USCGC Ute WATF-76

Ute-uscg.jpg (41185 bytes)

The USS Ute (AT-76) was laid down on 27 February 1942 at Alameda, Calif., by the United Engineering Co.; launched on 24 June 1942; sponsored by Mrs. Robert Tate; and commissioned on 13 December 1942, Lt. William F. Lewis in command.  After shakedown training in the San Francisco Bay region, Ute got underway on 10 February 1943, bound for Alaskan waters, and reached Dutch Harbor a week later. Ute immediately sailed for Amchitka, Alaska, where she participated in the salvage operations on the attack transport Arthur Middleton (APA-25) which had been thrown aground in one of the vicious "willi-waws" common to that area of the world.

Throughout March, Ute, assisted by the fleet tug Tatnuck (AT-27), continued in her efforts to haul the stranded attack transport off the beach. Ute utilized two sets of beach gear in the attempt to free the vessel. Ute. interrupted that work only once during the month —to assist the merchantman SS Wallace to clear the harbor after the merchantman's mooring had parted.  After suspending her operations on the Arthur Middleton for the first week of April because of bad weather, the plucky auxiliary resumed her work when the weather cleared on the 8th. Success crowned her efforts the following day, when the attack transport shuddered free of the beach. Within a few days, Ute and Tatnuck got underway and towed Arthur Middleton to Dutch Harbor where they arrived on the 13th.

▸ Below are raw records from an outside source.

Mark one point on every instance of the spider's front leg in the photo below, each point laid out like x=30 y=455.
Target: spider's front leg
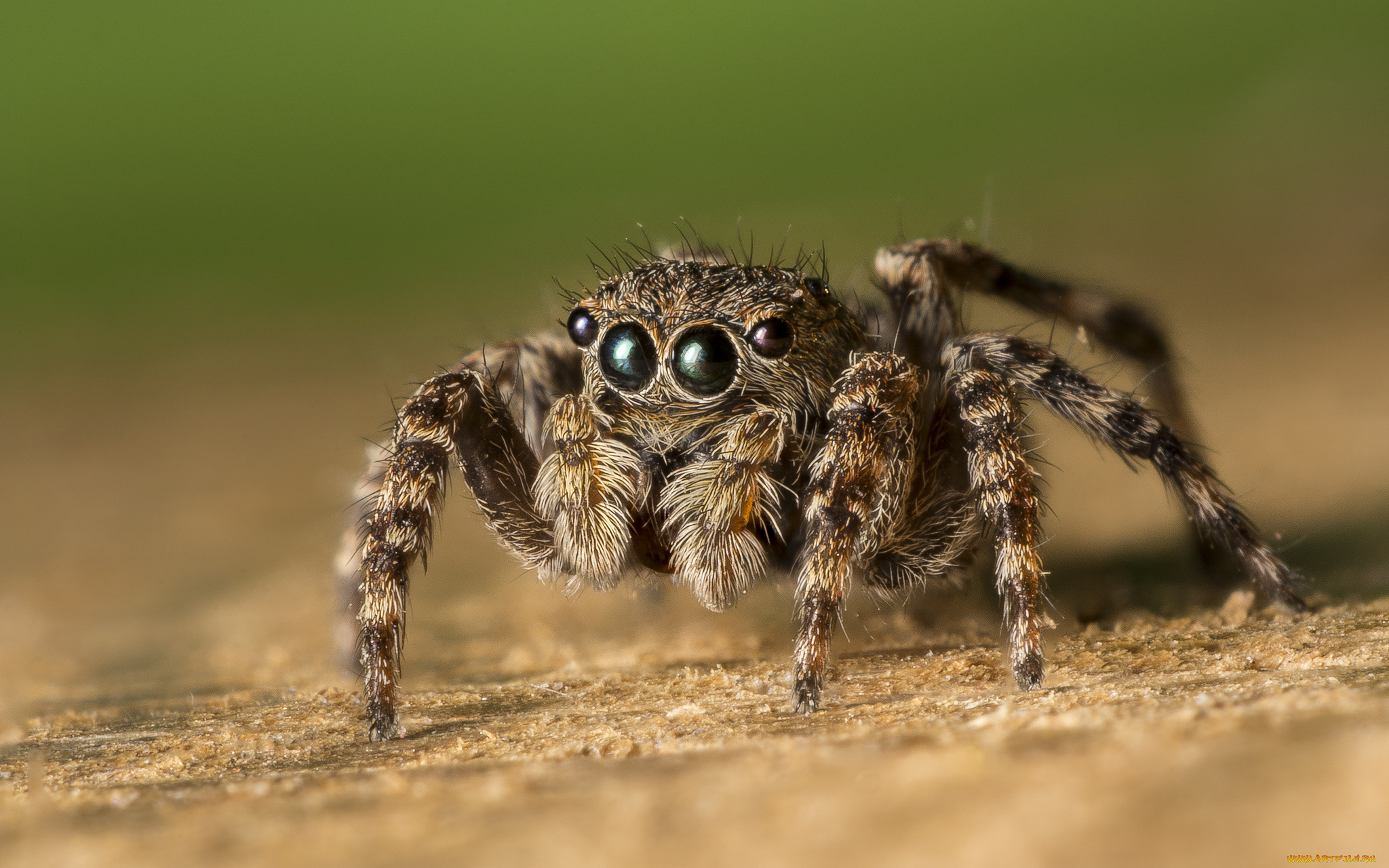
x=453 y=417
x=588 y=488
x=1000 y=478
x=859 y=482
x=710 y=509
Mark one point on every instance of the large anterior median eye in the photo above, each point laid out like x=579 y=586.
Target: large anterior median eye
x=706 y=361
x=628 y=357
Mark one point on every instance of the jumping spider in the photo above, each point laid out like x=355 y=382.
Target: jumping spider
x=713 y=420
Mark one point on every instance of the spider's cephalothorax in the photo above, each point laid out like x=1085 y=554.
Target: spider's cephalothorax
x=710 y=421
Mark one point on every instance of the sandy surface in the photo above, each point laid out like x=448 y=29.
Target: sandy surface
x=1232 y=736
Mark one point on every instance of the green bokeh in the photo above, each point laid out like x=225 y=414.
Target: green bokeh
x=153 y=151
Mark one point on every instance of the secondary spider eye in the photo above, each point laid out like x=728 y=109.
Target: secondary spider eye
x=771 y=338
x=706 y=361
x=584 y=328
x=628 y=357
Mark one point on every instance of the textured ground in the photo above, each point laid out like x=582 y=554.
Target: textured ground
x=1235 y=736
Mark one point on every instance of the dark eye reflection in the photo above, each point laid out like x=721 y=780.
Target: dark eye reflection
x=628 y=357
x=771 y=338
x=706 y=361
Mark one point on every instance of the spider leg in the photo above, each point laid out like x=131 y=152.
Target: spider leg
x=530 y=374
x=1133 y=431
x=938 y=527
x=1002 y=481
x=857 y=485
x=587 y=488
x=711 y=509
x=917 y=275
x=454 y=417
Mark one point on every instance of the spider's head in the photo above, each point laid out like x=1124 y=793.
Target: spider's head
x=686 y=339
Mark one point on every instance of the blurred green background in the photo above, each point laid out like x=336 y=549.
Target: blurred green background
x=231 y=234
x=275 y=159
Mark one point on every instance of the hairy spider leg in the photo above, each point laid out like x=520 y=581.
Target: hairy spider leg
x=857 y=484
x=930 y=267
x=528 y=374
x=1134 y=432
x=713 y=507
x=1003 y=482
x=453 y=417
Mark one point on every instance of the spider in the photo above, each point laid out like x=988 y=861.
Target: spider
x=714 y=420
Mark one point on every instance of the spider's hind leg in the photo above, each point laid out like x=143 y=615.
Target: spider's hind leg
x=918 y=274
x=1133 y=431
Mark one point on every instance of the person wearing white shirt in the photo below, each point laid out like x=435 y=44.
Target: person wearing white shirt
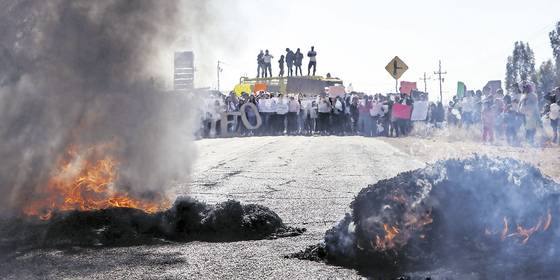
x=293 y=110
x=324 y=108
x=312 y=54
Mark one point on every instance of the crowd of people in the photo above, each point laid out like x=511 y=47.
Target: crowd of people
x=511 y=117
x=504 y=116
x=291 y=60
x=348 y=114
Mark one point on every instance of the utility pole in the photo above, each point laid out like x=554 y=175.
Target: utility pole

Ute fueled and left immediately for aptly named Cold Bay where she assisted the stranded Russian merchantman Krasnyl Oktyabr. Passing a tow line to the Soviet vessel, Ute pulled her free the next day. That mission completed, the fleet tug cleared Cold Bay for Women's Bay where she took two tank landing craft (LCT's) in tow and proceeded via Dutch Harbor to Sweeper's Cove.  During the first week of May, Ute assisted in laying an antisubmarine net at Sweeper's Cove. On the 6th, she joined TF 51 as the carriers were steaming toward the Kuril Islands for strikes against Paramushiro to support the invasion of Attu. While the task force was returning from the raid—which Ute had participated in as a salvage unit—reduced visibility caused the tug to be separated from the rest of the force. After failing to regain her position, Ute received orders to proceed to Attu.